THE DEW

Concerning the collection of the dew and because some doubts have been raised about the process that is described, we read over again the book L'Alchimie et son Livre Muet (Mutus Liber), Réimpression premiere et integrale de La edition originale de La Rochelle, 1677, Introdution et comentaires par Eugene Canseliet F.C.H. disciple de Fulcanelli, a Paris, chez Jean-Jacques Pauvert.

The comments made by Canseliet in this book, not only confirm what we described as well as what we suspected when we saw these illustrations for the first time.

The text that we transcribe is a second translation, the first from French to Portuguese and after from Portuguese to English. Therefore I apologise for any imprecision.

P. 87 - «Well then! Yes, the sheep and the bull of the image on the one that we are observing at present, corresponds to the two zodiacal signs, of the vernal months during which the operation has for purpose to collect the flower of the sky and is exactly accomplished just as it is defined in this place.»

«It is treated without dissimulation in the simple way that firstly we used already not less than half of a century, except for the difference in relationship with the installation of the white linen on the stakes. System that can explain in the passage of Altus, the dryness of the land, and secondly by an English doctor relating to the whole substance placed on the soil "it will acquire more dew in a very calm night, than a similar substance placed on the herb". (1) Essays about the dew, Well (William-Charles). Essais sur la Rosee, traduit par Aug. J. Tordeux, Maitre en Pharmacie, Paris, 1817, p.24.

«After a long time, we worked differently; we drag preferably on the green cereals, the clovers, the lucern and the sanfoin, a linen cloth, carefully washed several times with rainwater.

In this way, any leach salt of the wash would be dissolved in the generous liqueur that will be absorbed by the linen. In the same way, it shall be feared that the vegetable bearer has not unfortunately sprinkled any fertiliser on his fields.»

P.88 «The practice is simple and consists of twisting the cloth after it is soaked at the saturation point in order to squeeze and collect the dew as the man and the woman shown in prayer on the second illustration.»

P.103 «The serious and attentive reader won't be surprised if we tell him that our illustration is not in its place and that the fourth illustration should have preceded that one. It is easy to understand that this second part of the preliminary preparation of the work, locates after the initial collect, the illustration number four.
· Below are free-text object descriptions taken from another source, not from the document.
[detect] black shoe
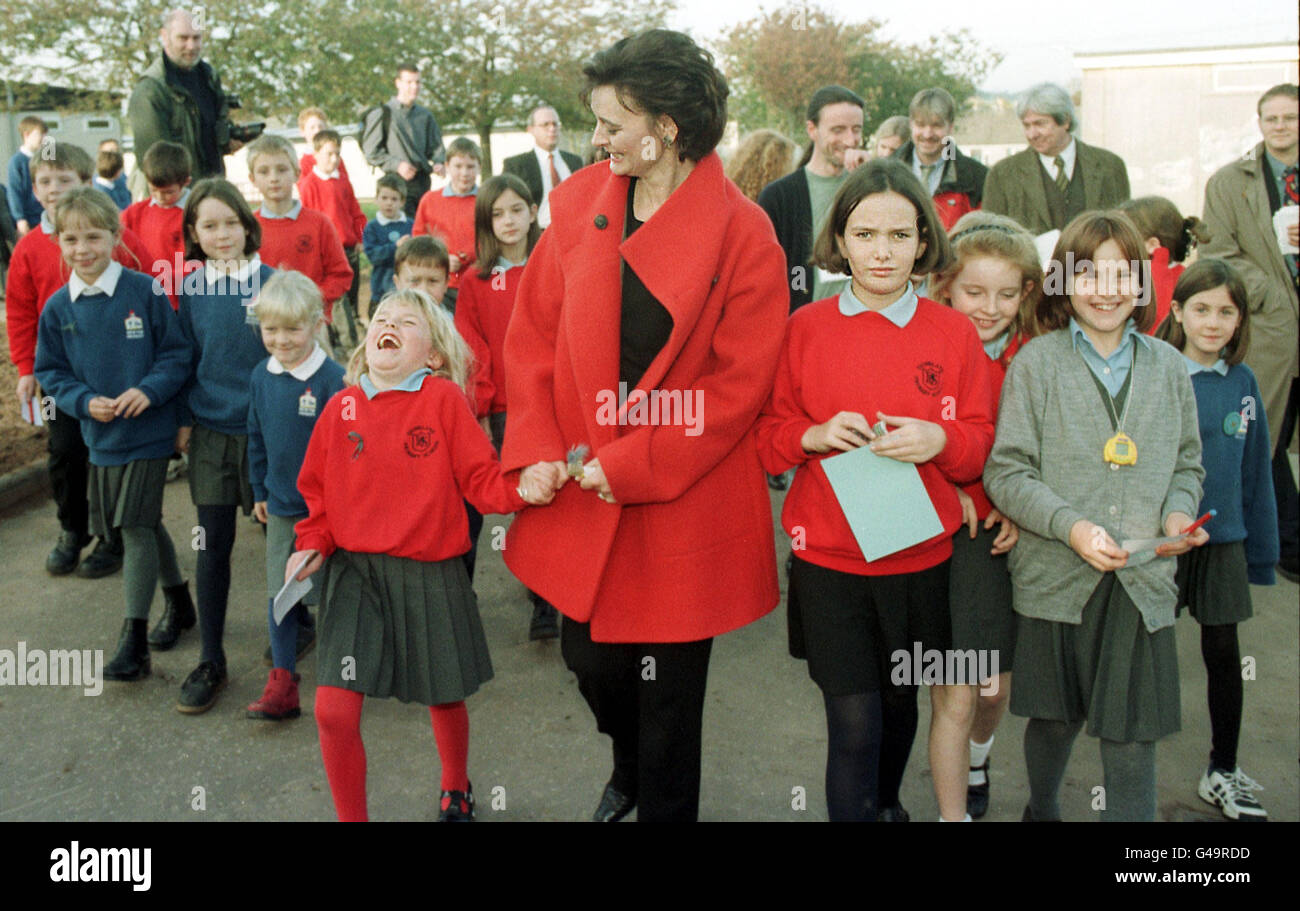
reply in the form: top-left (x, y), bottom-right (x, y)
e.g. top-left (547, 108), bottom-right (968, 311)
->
top-left (592, 782), bottom-right (636, 822)
top-left (263, 610), bottom-right (317, 665)
top-left (177, 661), bottom-right (227, 714)
top-left (529, 599), bottom-right (559, 641)
top-left (75, 537), bottom-right (124, 579)
top-left (968, 757), bottom-right (991, 819)
top-left (103, 619), bottom-right (151, 681)
top-left (438, 780), bottom-right (475, 822)
top-left (148, 582), bottom-right (196, 650)
top-left (1021, 804), bottom-right (1062, 822)
top-left (876, 803), bottom-right (910, 822)
top-left (46, 530), bottom-right (90, 576)
top-left (766, 472), bottom-right (788, 491)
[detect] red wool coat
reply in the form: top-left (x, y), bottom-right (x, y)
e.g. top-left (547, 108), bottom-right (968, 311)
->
top-left (501, 152), bottom-right (788, 643)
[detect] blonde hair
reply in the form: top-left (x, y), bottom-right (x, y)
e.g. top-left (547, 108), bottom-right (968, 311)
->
top-left (245, 134), bottom-right (300, 177)
top-left (345, 289), bottom-right (474, 393)
top-left (929, 211), bottom-right (1043, 341)
top-left (254, 270), bottom-right (323, 327)
top-left (725, 129), bottom-right (796, 202)
top-left (53, 186), bottom-right (123, 236)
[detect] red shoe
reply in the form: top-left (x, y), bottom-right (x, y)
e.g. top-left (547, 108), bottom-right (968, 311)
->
top-left (246, 668), bottom-right (301, 720)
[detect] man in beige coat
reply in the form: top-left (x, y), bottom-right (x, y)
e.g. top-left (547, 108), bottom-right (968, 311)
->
top-left (982, 83), bottom-right (1130, 236)
top-left (1201, 83), bottom-right (1299, 581)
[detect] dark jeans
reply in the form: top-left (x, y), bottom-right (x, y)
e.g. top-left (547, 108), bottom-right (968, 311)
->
top-left (561, 617), bottom-right (714, 822)
top-left (47, 407), bottom-right (90, 540)
top-left (400, 170), bottom-right (431, 220)
top-left (1274, 377), bottom-right (1299, 563)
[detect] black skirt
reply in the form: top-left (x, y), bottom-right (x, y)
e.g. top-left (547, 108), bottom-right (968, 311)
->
top-left (1175, 541), bottom-right (1253, 626)
top-left (316, 549), bottom-right (494, 706)
top-left (949, 525), bottom-right (1016, 673)
top-left (89, 458), bottom-right (169, 537)
top-left (187, 424), bottom-right (253, 512)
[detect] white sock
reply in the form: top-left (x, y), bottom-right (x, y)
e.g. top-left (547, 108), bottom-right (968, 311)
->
top-left (969, 736), bottom-right (994, 785)
top-left (939, 814), bottom-right (973, 822)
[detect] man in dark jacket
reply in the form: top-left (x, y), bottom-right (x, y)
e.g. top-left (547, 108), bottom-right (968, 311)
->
top-left (502, 106), bottom-right (584, 229)
top-left (128, 9), bottom-right (240, 190)
top-left (891, 87), bottom-right (987, 232)
top-left (361, 64), bottom-right (446, 219)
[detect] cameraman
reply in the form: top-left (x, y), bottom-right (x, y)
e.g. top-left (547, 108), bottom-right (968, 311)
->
top-left (128, 8), bottom-right (250, 192)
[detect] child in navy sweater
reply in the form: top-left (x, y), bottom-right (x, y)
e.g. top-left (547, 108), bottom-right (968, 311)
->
top-left (1157, 258), bottom-right (1278, 820)
top-left (34, 188), bottom-right (192, 681)
top-left (173, 178), bottom-right (279, 714)
top-left (362, 173), bottom-right (414, 311)
top-left (246, 270), bottom-right (347, 720)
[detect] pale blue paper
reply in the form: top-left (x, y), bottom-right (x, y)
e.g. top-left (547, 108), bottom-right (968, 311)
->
top-left (820, 445), bottom-right (944, 562)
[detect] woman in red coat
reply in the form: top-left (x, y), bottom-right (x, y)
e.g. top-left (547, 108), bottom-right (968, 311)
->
top-left (502, 29), bottom-right (788, 822)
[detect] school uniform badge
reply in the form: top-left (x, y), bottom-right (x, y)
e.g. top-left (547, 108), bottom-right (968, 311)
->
top-left (404, 425), bottom-right (439, 457)
top-left (298, 388), bottom-right (317, 417)
top-left (388, 231), bottom-right (401, 243)
top-left (296, 235), bottom-right (312, 254)
top-left (244, 301), bottom-right (259, 325)
top-left (914, 361), bottom-right (943, 396)
top-left (124, 311), bottom-right (144, 339)
top-left (1223, 410), bottom-right (1248, 439)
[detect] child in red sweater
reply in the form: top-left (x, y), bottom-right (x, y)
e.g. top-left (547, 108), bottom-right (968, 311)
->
top-left (298, 129), bottom-right (367, 347)
top-left (122, 141), bottom-right (192, 306)
top-left (297, 107), bottom-right (350, 180)
top-left (927, 210), bottom-right (1042, 819)
top-left (1118, 196), bottom-right (1210, 334)
top-left (289, 288), bottom-right (550, 821)
top-left (6, 142), bottom-right (154, 578)
top-left (245, 134), bottom-right (352, 331)
top-left (412, 137), bottom-right (480, 311)
top-left (756, 159), bottom-right (995, 822)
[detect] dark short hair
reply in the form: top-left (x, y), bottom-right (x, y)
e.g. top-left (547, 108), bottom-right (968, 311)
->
top-left (376, 173), bottom-right (406, 197)
top-left (1155, 257), bottom-right (1252, 366)
top-left (446, 137), bottom-right (482, 164)
top-left (812, 157), bottom-right (951, 277)
top-left (141, 140), bottom-right (192, 186)
top-left (474, 174), bottom-right (539, 279)
top-left (1039, 210), bottom-right (1154, 333)
top-left (581, 29), bottom-right (728, 163)
top-left (395, 234), bottom-right (449, 275)
top-left (96, 148), bottom-right (125, 179)
top-left (313, 129), bottom-right (342, 151)
top-left (1257, 83), bottom-right (1298, 115)
top-left (1117, 196), bottom-right (1210, 263)
top-left (807, 85), bottom-right (865, 125)
top-left (397, 63), bottom-right (419, 77)
top-left (183, 177), bottom-right (261, 260)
The precious liquid is submitted now to the action of the universal fluid, in wide circular plates where it seems to conceal thick and black dregs. These two fractions of the preliminary phase of the Great Work should always be made in the season designated by the two animals in the figures.»
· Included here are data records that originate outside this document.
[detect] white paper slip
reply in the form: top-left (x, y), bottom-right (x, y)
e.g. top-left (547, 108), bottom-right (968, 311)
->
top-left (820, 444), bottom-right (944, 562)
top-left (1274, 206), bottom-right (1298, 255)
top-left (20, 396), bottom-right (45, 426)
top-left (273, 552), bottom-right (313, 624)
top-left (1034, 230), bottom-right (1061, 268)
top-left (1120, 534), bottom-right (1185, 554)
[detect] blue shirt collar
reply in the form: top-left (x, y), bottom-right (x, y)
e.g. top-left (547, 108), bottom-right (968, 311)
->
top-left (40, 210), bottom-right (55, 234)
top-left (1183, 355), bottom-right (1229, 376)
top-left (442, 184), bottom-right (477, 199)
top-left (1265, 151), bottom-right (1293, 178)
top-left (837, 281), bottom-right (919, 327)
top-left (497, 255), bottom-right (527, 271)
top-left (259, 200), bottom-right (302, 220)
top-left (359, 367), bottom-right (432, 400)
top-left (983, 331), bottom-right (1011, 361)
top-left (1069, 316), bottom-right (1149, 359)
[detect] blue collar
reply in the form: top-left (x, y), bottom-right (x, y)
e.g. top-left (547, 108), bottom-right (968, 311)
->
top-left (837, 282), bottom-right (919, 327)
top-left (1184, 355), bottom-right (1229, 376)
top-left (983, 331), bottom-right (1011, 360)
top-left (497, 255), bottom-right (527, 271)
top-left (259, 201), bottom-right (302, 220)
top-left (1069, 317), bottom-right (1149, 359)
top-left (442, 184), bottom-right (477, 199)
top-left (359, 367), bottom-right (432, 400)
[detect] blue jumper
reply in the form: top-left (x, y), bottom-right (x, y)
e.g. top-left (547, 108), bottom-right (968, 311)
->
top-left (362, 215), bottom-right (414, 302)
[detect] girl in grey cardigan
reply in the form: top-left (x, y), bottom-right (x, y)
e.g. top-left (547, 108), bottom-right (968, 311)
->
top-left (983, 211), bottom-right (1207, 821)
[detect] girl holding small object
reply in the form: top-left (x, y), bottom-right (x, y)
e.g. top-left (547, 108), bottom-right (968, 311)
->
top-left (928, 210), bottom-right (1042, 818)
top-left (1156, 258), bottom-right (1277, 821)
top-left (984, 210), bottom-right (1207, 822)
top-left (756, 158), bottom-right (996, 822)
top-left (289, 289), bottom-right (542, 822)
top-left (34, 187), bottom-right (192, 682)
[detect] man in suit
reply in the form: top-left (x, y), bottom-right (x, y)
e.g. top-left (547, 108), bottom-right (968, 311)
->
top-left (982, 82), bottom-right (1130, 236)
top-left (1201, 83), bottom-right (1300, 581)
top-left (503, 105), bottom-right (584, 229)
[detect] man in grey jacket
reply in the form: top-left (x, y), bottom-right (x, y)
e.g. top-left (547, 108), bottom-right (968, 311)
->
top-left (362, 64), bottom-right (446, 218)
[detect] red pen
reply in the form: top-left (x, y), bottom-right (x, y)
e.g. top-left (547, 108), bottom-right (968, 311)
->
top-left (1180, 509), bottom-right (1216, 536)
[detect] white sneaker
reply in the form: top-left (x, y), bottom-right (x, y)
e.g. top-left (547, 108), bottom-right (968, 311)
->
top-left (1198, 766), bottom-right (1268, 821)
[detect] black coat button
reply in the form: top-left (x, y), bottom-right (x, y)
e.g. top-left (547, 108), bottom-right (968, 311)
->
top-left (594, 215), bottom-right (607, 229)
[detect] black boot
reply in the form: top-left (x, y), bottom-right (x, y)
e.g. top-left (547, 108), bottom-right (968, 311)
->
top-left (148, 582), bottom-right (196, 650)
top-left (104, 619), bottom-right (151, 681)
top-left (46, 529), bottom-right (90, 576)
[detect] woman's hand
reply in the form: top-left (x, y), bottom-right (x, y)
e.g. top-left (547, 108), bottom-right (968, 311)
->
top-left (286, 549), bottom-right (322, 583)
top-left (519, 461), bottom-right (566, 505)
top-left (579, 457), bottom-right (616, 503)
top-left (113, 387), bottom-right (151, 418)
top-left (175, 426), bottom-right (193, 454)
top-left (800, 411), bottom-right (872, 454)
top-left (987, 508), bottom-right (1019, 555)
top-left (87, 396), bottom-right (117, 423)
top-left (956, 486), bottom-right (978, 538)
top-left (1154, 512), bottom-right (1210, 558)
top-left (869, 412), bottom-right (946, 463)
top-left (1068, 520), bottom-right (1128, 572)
P.104 «Of this celestial water, more exactly of the precious salt that it retains in solution, the metalloid acquires its great and new virtue.»

Canseliet doesn't mention that the dew collected will have to be harvested at dawn before the sunrise. However, he says that the illustrations are not placed in order of the works and the fourth illustration should be followed by the ninth and, like we said, after the dew is collected, it should be exposed to the lunar radiation.

The suitable process for the fourth illustration is to collect the dew on white cotton sheets placed on stakes for the reasons mentioned by Wells.

However, Canseliet, describes the dew collection just as we made it on the green cereals or the grass with a linen towel.

And just as we stated, Canseliet used the dew-extracted salt without specifying if it was in the second work of the dry way or in the Eagles. We always affirmed that Canseliet followed the dry way just as he describes it in his book Alchimie Expliquee Sus Ses Texts Clasiques.

There is some that say that the spagyric way practised by Barbault would be the way described in the Mutus Liber. In our opinion the Barbault' spagyric work is not conform in any way with the work described in the Mutus Liber. The way described in this last one is not made exclusively with the dew as you can observe in the seventh illustration and it looks as what we thought, in agreement with what we read that his author (Altus) would not arrive to the end.